Prima del secondo intreccio friulano — lei, lo ricordiamo, è nato a Roma — mi intriga conoscere le ragioni della scelta udinese.

«Nasco attore, e questo lo abbiamo appena detto citando la scuola di prosa più importante d’Italia, quindi affronto la regia, e il motivo è chiaro: proseguire un percorso di crescita che implichi esperienze multiple, da cui la partecipazione convinta al bando di concorso per il Giovanni.

Lo vinco e, per questo, ringrazio il presidente Giovanni Nistri e i consiglieri tutti, prendo un treno a da Pescara — città che ora mi fa da casa assieme alla mia compagna e ai miei due gemelli di pochi mesi — e risalgo la penisola fino a questo Nord-Est ricco di fermenti culturali che ben poche regioni vantano».

In realtà lei ha affiancato molti anni fa Mauro Avogadro alla regia di un cult, “Copenhagen”, con Umberto Orsini, Massimo Popolizio e Giuliana Lojodice, cast pazzesco per un’opera che ha fatto la storia col marchio udinese del Css, fra l’altro.

«Eccome no! Un ruolo marginale, il mio, ma di grande importanza per un fresco allievo come lo ero allora. Nell’occasione conobbi Alberto Bevilacqua, fratello di Giuseppe. Il destino, forse, mi fece dare qualche morso alla città in attesa di un futuro ritorno. Vogliamo aggiungere i due spettacoli che portai al Nuovo nelle passate stagioni?

Aggiungiamoli volentieri, ci mancherebbe.

“Il gioco delle parti” di Pirandello e un Feydeau d’annata. Come vede la strada verso Udine era asfaltata da qualche lustro per un viaggio più comodo».

Qual è stata la sua priorità appena scoprì di avere il posto fisso a Udine, come direbbe Checco Zalone?

«Mettere il pubblico al centro di qualunque progetto. La mia idea è che il teatro d’arte dev’essere popolare. Non tanto vorrei proporre un modo personale di fare prosa, quanto cercare di comprendere i desideri degli spettatori friulani affinché io possa trovare la formula giusta.
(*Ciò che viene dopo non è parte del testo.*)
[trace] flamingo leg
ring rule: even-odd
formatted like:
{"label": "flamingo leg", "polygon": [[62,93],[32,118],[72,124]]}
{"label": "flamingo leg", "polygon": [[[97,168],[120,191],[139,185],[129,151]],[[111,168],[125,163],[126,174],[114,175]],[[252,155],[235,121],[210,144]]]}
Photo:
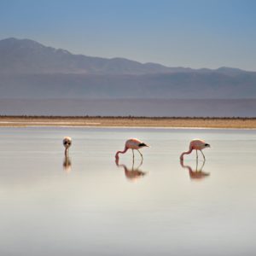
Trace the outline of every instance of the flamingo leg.
{"label": "flamingo leg", "polygon": [[195,167],[195,172],[197,172],[197,168],[198,168],[198,159],[196,159],[196,167]]}
{"label": "flamingo leg", "polygon": [[202,153],[202,151],[201,150],[200,150],[200,151],[201,151],[201,154],[203,155],[204,160],[206,160],[206,157],[205,157],[204,154]]}
{"label": "flamingo leg", "polygon": [[139,149],[137,149],[138,151],[138,153],[140,154],[141,157],[142,157],[142,160],[143,160],[143,154],[141,153],[141,151]]}

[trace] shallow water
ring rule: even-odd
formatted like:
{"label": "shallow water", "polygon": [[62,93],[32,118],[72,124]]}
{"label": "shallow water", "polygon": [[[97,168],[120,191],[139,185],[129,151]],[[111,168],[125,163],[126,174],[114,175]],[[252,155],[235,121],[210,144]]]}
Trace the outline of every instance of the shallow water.
{"label": "shallow water", "polygon": [[[114,161],[129,137],[151,145],[133,169],[131,152]],[[195,137],[212,146],[197,172],[195,153],[179,162]],[[256,131],[1,128],[0,139],[0,255],[256,253]]]}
Inutile, il teatro è di chi lo ama ed è giusto che il cartellone sia il più vicino possibile al gradimento degli abbonati. Altrimenti farei una stagione per me».

Possiamo chiederle a che punto è con la raccolta?

«Siamo con i contratti in mano. Non posso svelare alcunché, mi capisce, ma le assicuro che la qualità è dominante. Ho sperato di avere compagnie con tanti attori e le ho trovate.

Sa come funziona, no? I soldi scarseggiano e si tende ad allestire commedie con due o tre persone se non monologhi con l’interprete famoso. Stiamo perdendo il senso di coralità, quella scena piena e ricca di voci, bellissima da vedere e da ascoltare».

Casa teatro?

«Fondamentale. Condivido l’idea di Bevilacqua di aprire le porte del Nuovo non soltanto nei giorni di spettacolo».

Come sta di salute la prosa contemporanea?

«Non starebbe neppure male, ma gli Stabili — le cosiddette novità — le guardano con timore, preferendo il classico che assicura share».

Talvolta i capisaldi del teatro andrebbero svecchiati quel tanto. Il suo “Tartufo” di Molière (con Giuseppe Cederna e Vanessa Gravina) e ambientato nei Settanta, rappresenta perfettamente l’idea di rinnovo sagace.

«Quando il testo lo consente, perché no. Ho visto uno Shakespeare con il telefonino sul palco: ecco, ci vuole decenza e intelligenza per smontare gli immortali. Se il lavoro è fatto bene sembrerà più vicino alla nostra comprensione pur mantenendo la sua straordinaria forza».